Lets start with a confession: The pendant I’m talking about in this post is crude and unfinished. I mean, it’s done, it’s just rough. I’m telling myself it’s more like a rustic stew full of large chunks of vegetables served with a hunk of bread torn from the fresh loaf than a light, dainty creamed soup served in an interestingly shaped modern bowl with a fancy swirl of crème fraiche. That is partly true, but the other half of the truth is that this is my first experiment in the realm of recycling computer parts into jewelry. There are a few techniques that are new to me, a few that I’m making up as I go, and all in all I think it came out fairly pretty with that considered. Nothing exploded in the process of making it either, which is a small miracle and cause for celebration in its own right.
Most of the above pendant started out as pieces of a broken computer. The idea for this came in to my head when my laptop’s keyboard kicked the bucket. I paid an utterly unreasonable amount to have some people-who-shall-remain-nameless-but-often-drive-around-in-VW-bugs-with-their-logo-on-the-side fix it, and when they finally did so (after many, many weeks, I might add), they returned the defunct keyboard to me like I was going to be able to do something with it. It turned out they weren’t so far off, because just having the thing meant I had to rip it apart down to its smallest components. Those components are actually rather pretty.

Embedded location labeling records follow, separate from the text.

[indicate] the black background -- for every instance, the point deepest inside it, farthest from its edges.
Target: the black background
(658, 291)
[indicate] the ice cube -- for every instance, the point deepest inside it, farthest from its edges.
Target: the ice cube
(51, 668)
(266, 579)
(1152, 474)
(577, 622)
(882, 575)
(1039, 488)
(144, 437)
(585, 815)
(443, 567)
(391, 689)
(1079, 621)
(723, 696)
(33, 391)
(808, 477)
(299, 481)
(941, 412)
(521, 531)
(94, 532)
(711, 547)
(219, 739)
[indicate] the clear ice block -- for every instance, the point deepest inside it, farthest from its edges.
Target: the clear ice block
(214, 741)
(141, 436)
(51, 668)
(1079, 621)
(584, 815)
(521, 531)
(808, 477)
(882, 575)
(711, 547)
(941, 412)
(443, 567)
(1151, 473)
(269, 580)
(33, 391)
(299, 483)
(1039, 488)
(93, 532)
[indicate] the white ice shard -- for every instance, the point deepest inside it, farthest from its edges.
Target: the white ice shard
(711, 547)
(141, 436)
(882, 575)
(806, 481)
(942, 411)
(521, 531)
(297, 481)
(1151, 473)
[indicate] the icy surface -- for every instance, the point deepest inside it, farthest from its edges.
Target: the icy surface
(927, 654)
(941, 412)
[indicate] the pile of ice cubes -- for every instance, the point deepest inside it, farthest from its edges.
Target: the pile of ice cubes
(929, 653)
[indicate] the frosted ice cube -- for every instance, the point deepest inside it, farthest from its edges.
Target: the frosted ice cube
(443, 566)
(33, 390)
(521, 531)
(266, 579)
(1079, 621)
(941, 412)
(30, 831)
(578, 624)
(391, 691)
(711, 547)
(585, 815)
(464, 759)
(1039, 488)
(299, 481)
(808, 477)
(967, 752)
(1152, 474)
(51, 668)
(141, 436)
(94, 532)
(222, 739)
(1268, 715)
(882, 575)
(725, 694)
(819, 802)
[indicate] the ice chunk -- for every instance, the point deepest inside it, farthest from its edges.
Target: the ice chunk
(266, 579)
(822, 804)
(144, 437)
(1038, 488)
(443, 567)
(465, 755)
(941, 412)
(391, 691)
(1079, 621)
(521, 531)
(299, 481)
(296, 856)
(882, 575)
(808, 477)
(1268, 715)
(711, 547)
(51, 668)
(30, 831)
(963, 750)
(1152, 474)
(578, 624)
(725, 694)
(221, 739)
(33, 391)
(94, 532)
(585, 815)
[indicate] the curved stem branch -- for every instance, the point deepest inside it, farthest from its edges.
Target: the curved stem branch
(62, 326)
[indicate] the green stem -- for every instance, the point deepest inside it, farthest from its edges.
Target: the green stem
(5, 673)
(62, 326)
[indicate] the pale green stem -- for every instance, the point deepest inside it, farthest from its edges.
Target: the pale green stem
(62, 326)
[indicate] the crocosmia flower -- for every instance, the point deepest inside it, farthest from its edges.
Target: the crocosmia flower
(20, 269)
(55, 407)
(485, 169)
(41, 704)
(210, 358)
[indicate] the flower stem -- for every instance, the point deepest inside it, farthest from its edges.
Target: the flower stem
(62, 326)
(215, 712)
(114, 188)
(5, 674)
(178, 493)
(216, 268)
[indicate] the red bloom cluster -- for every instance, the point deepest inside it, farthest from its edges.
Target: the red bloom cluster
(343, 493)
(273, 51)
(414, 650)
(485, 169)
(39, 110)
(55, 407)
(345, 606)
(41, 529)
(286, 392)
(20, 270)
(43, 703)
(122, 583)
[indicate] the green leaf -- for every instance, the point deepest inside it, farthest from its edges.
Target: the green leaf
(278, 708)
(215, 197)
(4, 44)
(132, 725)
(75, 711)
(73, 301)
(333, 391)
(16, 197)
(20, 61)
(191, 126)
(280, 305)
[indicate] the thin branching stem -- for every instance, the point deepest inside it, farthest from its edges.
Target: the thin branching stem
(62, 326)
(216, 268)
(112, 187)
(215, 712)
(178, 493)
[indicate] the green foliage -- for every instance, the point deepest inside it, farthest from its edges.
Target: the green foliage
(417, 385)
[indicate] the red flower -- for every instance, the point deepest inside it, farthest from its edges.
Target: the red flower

Then for a long time I did nothing with it. The idea was there, almost exactly like this pendant in my head, but the motivation was not. That is, until two more dead keyboards found their way to me via a garage raid. Now I had so much material I couldn’t just tuck it under the coffee table and forget about it.
I love a lot of the concepts behind this project – for one, I’m recycling, which I’m always for. I’m also exposing the inner workings of a computer component that most people don’t ever really see, and finding that they are actually rather beautiful.
The backing of the pendant is the metal bottom plate of the keyboard (which is inside of the plastic case you see, if it’s an external keyboard). On top of that is the clear plastic sheet with lines and dots on it that makes up the next layer in a keyboard and which probably does something fancy like make pressing the keys work, but I’m not smart or educated enough to really know. All I know is that it’s pretty.
To give the whole thing some rigidity and durability, this assembly is covered in clear resin – and to hold in that resin, I bent copper wire around the edges and used it to make a shallow cup. Essentially what I’m saying is I made a
lazy brilliant bezel setting. Sort of. It leaked resin while it was curing (did I mention this was my first time using resin and I didn’t really know what I was doing anyway?), making an uneven layer across the back which was easy enough to sand off but left that part with a rough texture. Neat looking, but it made extra work and was not the best way to do things.
I do plan to make a lot more of these though. Not exactly like this – I’ll probably vary the shapes, make some pendants or earrings or beads, and refine the technique so they’re cleaner and neater in the future. Some will probably be made with other parts of dead computers (I’m looking at you, pretty blue plastic being used as the stand in the above photo). It’s an unrefined start, but an exciting one.